4. The method of claim 3, wherein determining the current optimal learning rate parameter set and the corresponding performance evaluation result comprises:

if the current generation is not the first generation, in all learning rate parameter sets of the current generation, if a performance evaluation result corresponding to any one learning rate parameter set is better than a performance evaluation result corresponding to the current optimal learning rate parameter set, taking the any one learning rate parameter set as the latest current optimal learning rate parameter set, otherwise, keeping the current optimal learning rate parameter set unchanged.

5. The weight tuning method according to claim 1, wherein the determining all the sets of learning rate parameters of the next generation by the genetic algorithm comprises:

6. The weight tuning method of claim 5, wherein the updating the corresponding learning rate parameters of the next generation comprises:

7. The weight tuning method of claim 1, wherein after determining that the optimization termination condition is not satisfied, the method further comprises:

8. The weight tuning method according to claim 7, wherein the first setting value is a midpoint value of a learning rate parameter value interval; and/or the presence of a gas in the gas,

the set threshold value is total _ modules high _ value _ ratio; the total _ modules is the number of convolution groups of the first convolution neural network, and the high _ value _ ratio is a proportion that a learning rate parameter included in a learning rate parameter combination corresponding to the best performance evaluation result in all the learning rate parameter combinations of the current generation is greater than a second set value.
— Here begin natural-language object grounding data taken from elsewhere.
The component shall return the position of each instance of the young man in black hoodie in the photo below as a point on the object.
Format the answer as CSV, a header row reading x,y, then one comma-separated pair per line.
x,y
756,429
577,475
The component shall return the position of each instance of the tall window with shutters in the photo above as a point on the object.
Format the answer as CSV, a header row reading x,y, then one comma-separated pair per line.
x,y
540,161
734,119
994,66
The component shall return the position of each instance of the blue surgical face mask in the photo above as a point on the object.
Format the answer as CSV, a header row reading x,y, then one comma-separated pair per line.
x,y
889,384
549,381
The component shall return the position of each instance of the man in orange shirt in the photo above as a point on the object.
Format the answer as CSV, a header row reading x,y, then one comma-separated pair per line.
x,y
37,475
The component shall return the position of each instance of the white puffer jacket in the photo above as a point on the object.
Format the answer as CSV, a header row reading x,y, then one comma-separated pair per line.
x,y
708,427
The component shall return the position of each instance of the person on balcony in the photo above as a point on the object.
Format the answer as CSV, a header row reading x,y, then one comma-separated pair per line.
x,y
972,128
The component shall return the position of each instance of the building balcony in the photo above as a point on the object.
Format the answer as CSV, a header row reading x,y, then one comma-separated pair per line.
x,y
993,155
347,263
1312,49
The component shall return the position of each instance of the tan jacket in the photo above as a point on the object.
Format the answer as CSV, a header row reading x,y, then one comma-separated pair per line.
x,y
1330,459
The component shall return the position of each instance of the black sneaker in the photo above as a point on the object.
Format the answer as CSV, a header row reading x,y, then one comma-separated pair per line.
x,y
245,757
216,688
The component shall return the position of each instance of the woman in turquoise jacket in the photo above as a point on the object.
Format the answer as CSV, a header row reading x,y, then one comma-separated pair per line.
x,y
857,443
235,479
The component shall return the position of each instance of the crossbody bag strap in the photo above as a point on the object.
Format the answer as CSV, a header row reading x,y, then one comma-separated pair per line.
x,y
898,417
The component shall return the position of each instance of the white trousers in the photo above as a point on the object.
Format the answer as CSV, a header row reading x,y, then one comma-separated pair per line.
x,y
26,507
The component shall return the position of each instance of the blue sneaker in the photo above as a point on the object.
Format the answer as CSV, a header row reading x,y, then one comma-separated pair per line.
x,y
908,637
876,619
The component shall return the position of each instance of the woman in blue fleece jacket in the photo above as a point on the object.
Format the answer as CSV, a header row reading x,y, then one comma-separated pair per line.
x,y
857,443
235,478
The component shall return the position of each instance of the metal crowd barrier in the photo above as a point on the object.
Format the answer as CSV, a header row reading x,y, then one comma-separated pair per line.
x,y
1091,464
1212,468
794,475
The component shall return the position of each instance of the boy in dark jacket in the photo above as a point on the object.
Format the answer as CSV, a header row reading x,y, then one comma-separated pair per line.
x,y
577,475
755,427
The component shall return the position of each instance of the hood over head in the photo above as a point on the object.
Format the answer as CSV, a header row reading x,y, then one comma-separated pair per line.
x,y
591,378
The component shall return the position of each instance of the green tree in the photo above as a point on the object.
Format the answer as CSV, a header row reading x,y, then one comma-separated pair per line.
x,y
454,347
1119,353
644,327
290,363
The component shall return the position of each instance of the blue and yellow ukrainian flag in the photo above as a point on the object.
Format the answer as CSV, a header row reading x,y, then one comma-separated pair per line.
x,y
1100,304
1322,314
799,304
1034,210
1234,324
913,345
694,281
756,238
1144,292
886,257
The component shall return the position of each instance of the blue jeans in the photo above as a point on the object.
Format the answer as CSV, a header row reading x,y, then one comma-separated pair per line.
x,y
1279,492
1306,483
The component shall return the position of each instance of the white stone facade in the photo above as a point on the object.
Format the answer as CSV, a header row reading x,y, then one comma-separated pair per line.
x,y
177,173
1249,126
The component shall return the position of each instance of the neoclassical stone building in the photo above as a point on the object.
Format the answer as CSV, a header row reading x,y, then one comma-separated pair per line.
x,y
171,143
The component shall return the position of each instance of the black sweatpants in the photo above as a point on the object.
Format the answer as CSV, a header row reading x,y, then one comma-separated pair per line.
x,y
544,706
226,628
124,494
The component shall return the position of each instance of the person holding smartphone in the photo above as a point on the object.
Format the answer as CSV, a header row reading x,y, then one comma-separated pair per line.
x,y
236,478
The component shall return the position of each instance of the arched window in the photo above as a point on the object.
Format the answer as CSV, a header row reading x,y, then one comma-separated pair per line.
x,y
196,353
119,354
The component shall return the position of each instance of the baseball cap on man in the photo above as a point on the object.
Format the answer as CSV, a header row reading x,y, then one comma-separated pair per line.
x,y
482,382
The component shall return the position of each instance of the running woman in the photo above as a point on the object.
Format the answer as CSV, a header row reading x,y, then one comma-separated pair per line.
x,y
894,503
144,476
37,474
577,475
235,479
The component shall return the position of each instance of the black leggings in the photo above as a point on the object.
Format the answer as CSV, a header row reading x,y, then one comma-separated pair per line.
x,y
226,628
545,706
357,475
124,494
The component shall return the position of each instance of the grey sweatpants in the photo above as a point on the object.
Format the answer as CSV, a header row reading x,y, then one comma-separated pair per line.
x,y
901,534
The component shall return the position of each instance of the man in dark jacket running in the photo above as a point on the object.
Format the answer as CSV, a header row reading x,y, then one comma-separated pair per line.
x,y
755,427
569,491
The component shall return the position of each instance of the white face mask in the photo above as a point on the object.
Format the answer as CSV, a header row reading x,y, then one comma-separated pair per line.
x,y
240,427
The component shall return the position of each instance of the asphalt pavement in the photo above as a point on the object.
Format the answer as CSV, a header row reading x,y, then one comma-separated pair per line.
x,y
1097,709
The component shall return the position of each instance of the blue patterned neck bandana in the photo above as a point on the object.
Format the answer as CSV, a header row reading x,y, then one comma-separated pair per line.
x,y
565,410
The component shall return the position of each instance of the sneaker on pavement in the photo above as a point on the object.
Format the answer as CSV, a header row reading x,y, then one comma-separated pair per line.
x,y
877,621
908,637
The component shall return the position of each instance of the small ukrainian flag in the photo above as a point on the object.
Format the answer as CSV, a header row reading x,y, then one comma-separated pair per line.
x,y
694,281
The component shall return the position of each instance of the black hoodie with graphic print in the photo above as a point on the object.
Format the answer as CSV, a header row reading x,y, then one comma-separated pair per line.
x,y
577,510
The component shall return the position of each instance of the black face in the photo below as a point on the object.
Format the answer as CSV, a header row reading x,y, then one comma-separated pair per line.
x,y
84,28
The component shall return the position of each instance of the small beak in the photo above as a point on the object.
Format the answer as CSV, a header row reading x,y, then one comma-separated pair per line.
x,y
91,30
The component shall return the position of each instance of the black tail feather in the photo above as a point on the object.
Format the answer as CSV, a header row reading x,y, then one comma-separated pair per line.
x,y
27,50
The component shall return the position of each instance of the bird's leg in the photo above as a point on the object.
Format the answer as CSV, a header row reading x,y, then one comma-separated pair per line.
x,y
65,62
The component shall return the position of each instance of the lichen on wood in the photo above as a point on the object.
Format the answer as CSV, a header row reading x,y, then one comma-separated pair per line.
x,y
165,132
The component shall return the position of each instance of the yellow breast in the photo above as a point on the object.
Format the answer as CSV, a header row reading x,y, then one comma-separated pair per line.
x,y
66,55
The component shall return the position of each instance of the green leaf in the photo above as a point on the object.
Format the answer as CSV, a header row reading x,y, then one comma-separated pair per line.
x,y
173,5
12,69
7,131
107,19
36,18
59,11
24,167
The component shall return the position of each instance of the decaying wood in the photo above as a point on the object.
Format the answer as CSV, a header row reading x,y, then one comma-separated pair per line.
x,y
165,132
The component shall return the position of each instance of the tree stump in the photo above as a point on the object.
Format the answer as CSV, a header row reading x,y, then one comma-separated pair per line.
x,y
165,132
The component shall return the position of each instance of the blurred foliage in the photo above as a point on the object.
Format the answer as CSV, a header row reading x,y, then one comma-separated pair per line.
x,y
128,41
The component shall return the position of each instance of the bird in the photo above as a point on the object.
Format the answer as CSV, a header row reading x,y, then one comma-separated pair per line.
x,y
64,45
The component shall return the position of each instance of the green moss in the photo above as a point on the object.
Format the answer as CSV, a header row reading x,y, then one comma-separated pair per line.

9. The method of claim 1, wherein the training on the basis of the first convolutional neural networks to generate the network model of the second convolutional neural network corresponding to the corresponding learning rate parameter set comprises:

10. A weight tuning apparatus for a convolutional neural network, comprising: a setting unit and a genetic algorithm processing unit;

the setting unit is used for forming a learning rate parameter group by learning rate parameters corresponding to each designated layer of the first convolutional neural network, using the learning rate parameter group as an individual genetic algorithm, and using the learning rate parameters as genes of the genetic algorithm;

11. A computer readable storage medium having stored thereon computer instructions, which when executed by a processor, implement the method of weight tuning of a convolutional neural network as defined in any one of claims 1 to 9.

12. An electronic device, comprising at least a computer-readable storage medium, and further comprising a processor;

the processor is configured to read the executable instructions from the computer-readable storage medium and execute the instructions to implement the weight tuning method of the convolutional neural network according to any one of claims 1 to 9.